風がピュルルーと吹きすさぶと、寒太郎の歌がどこからか聞こえてくる。
それは、「みんなのうた」(NHK)という番組で冬になると流れてくるメロディーだった。いまでも、寒さに震えながら歩いていると、口ずさんでしまう。
「北風小僧の寒太郎、今年も町までやってきた~。ヒューンヒューン、ヒュルルンルンルンルンルン、さむーうござんす、ヒュルルルルルルン♪」
歌っていると、寒い道を歩いているこの瞬間と寒太郎のうたが重なってくるのが、だんだん面白くなってくる。
フィンランドでも、この歌には何度も助けられた。とくに、冬の初め、まだ雪も降っておらず、気温はプラス3度から0度くらいの時だ。周りの人は知らない歌だから、その時は人がいても小さな声で歌ってしまっていたような気がする。「そうか、寒太郎はフィンランドまでやってきてくれたのか、人情に厚いね」と、もし姿が見えるなら、肩でも組んで言ってあげたことだろう。

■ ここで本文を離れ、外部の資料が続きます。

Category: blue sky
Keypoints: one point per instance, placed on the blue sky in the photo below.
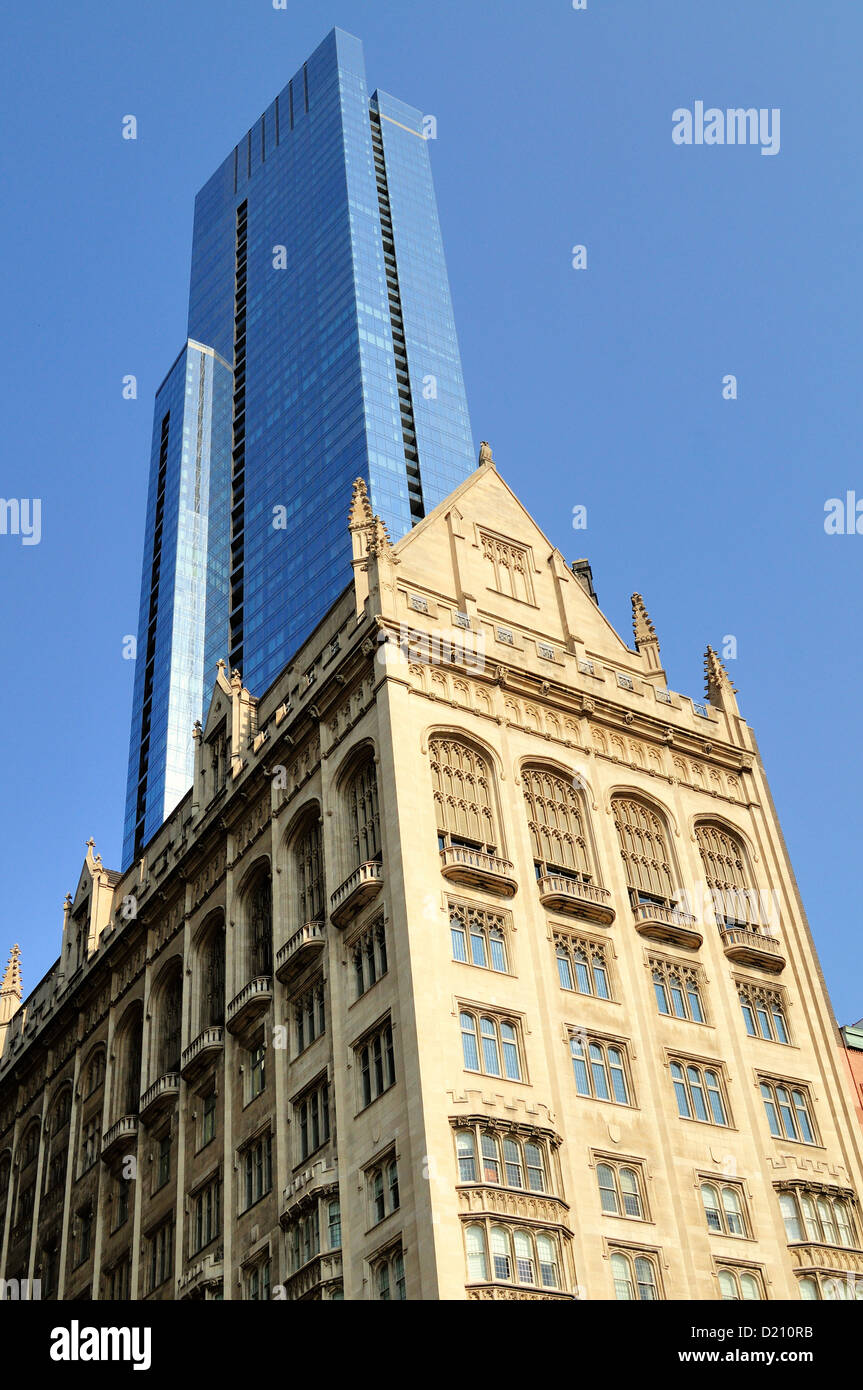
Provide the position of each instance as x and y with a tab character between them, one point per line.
598	387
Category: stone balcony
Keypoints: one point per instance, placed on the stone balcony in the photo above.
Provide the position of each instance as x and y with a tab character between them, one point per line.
203	1278
300	950
246	1007
666	925
204	1047
159	1097
746	945
478	869
359	888
560	893
321	1273
120	1139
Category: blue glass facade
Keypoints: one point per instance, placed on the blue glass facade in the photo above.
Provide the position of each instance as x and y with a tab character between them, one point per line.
318	275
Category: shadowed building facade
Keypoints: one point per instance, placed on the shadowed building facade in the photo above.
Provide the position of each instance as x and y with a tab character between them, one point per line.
470	968
321	348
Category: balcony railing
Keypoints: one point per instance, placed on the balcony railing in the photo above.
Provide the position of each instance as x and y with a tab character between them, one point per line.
559	893
159	1097
749	947
249	1004
124	1132
669	925
478	869
204	1275
303	947
199	1052
359	888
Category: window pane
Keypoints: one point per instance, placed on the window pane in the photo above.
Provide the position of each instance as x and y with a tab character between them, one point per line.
712	1208
623	1279
564	970
607	1190
645	1278
491	1057
696	1093
582	1084
466	1147
598	1072
631	1194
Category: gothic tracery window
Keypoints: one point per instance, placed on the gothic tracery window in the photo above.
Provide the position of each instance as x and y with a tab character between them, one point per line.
645	852
464	805
556	824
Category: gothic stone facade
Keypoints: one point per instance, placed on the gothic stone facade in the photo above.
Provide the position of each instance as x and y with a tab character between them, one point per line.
471	968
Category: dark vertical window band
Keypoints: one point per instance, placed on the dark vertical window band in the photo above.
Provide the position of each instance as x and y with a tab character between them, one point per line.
238	466
406	405
146	712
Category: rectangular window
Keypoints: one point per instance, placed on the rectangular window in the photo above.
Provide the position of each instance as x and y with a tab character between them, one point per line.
491	1044
478	936
601	1069
368	955
677	990
311	1118
582	965
206	1215
375	1062
788	1108
257	1073
699	1091
160	1255
309	1016
207	1129
256	1171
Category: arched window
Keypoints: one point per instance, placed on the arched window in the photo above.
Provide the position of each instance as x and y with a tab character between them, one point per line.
29	1144
477	1260
727	876
259	909
213	977
95	1072
168	1015
645	852
723	1209
556	823
464	798
309	873
129	1054
491	1045
738	1285
363	815
634	1276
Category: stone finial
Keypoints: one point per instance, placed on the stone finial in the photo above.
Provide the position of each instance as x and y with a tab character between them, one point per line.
642	627
717	683
11	980
378	538
360	513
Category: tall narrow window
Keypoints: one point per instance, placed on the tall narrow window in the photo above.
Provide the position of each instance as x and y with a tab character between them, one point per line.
727	876
645	852
260	927
556	824
464	805
309	868
364	816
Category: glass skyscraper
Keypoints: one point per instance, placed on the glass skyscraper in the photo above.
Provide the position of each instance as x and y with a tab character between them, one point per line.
321	348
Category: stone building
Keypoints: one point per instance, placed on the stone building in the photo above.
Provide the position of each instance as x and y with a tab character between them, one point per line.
471	966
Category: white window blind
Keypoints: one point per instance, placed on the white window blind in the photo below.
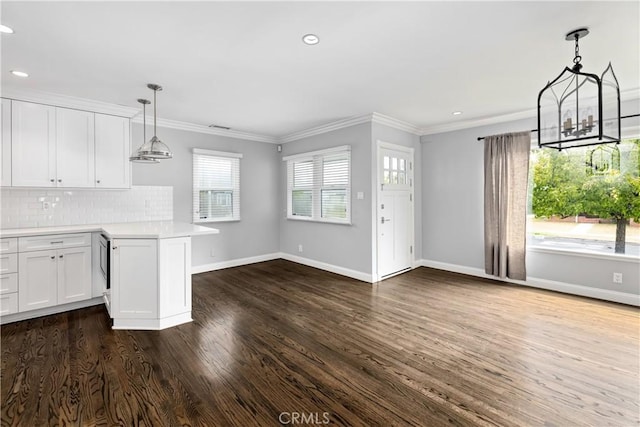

ところが不思議なことに、気温がマイナスに達した時、寒太郎は私の前から姿を消してしまった。「寒い」という単語すら、頭から消えてしまったかのようだった。代わりにでてきたのは、「爽」という一文字だった。たしかに、空気はひんやりしているし、ダウンジャケットを着ているから大丈夫だったことも確かなのだけど、目の前に広がる白樺林は日の光を浴び、雪もきらめいて、そこは穏やかな静寂さに包まれている。空気の質が軽くなったようだった。
こういう日に散歩をすると、一本の白い道をどこまでも歩いていけるように思えた。そんな時、聞こえてくるのはヴィヴァルディの「四季」の冬の部分だ。気持ちが落ち着いて、どこまでも見渡せる空と雪の情景がそこにはあるようだった。寒いとばかり思っていた冬が、一歩足を踏み入れると色々な表情で待ってくれていた。
でもね、マイナス25度は・・・
けれど、マイナス気温も20度を超えると、大変です。
それは、日本の友達と北極圏のはじまりの地、ロバニエミへ旅をした時のこと。
一晩、寝台列車にゆられ、極北の地にたどり着いた。私たちを待っていたのは、生まれて始めての零下25度だった。
「寒い!」という言葉は吹き飛んでしまった。寒い以上に、寒い!のだ。
もしも、北海道や東北で生まれ育っていたなら、きっとあの寒さを表現する言葉を発せられたのかもしれない。
もう一つ、友達と笑いながら気づいたことは、「バビブベボ」が言えなくなったことだった。口が思うように動かなくなった。北の人々の言葉は、あまり口を動かさずにもいいようにできていると、誰かから聞いたことがある。真偽のほどは定かではないが、確かに気温があまりにも低いと顔の筋肉を動かすのも、なかなか大変なものだとその時は実感できた。
なので、ここはもちろん、一個人の勝手な解釈なのだけど、フィンランドの冬は
「-3度から-10度くらいが、一番気持ちがいいような・・・」気がする。
でも、きっとどこかに-20度が好きな人もきっといるはず。